You thought your prom night was bad. It doesn’t hold a shattered disco ball to that of Carrie White (Chloë Grace Moretz), the bullied teen in Stephen King’s debut novel whose telekinetic powers turn her high school dance into a hellscape. Of course, much of the story’s terror also comes from its depiction of draconian religious zealotry and vicious adolescent cruelty.

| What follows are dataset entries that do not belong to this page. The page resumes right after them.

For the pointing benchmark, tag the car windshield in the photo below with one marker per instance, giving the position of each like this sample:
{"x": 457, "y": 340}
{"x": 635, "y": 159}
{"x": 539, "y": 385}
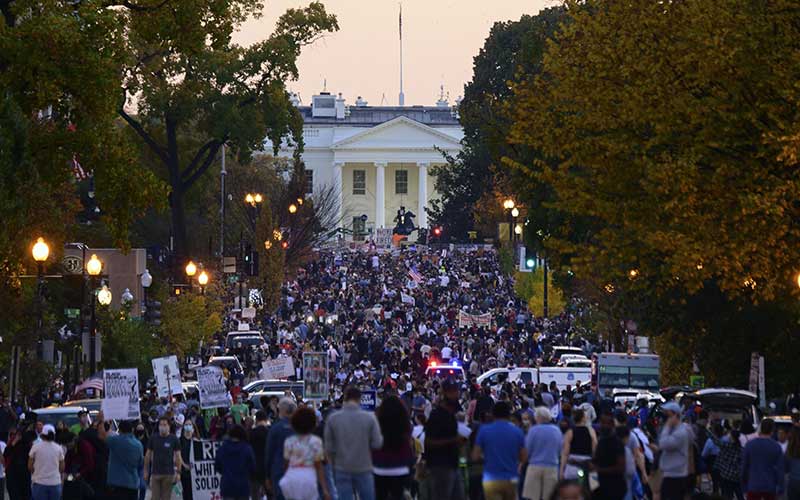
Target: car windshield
{"x": 69, "y": 419}
{"x": 644, "y": 378}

In the new big-screen adaptation from Boys Don’t Cry director Kimberly Peirce, Julianne Moore puts the mental in fundamentalism as Margaret, Carrie’s fire-and-brimstone mother, previously brought to memorable life by Piper Laurie in Brian De Palma’s 1976 film. ”One of the things that was revolutionary about Piper was that kind of fundamentalism was new to us,” says Moore. ”Now, 30 years later, we’ve seen it a lot, so mine needs to be a somewhat different performance.” The abuse Carrie faces at school also receives a modern-era makeover, with now-ubiquitous cell phones and social media adding a technological bent to her torment. Moore, a four-time Oscar nominee, feels a special connection to the story, and recalls how unnerved she was by De Palma’s film. ”I was 15 when it came out,” she says. ”I even had hair like Sissy Spacek.”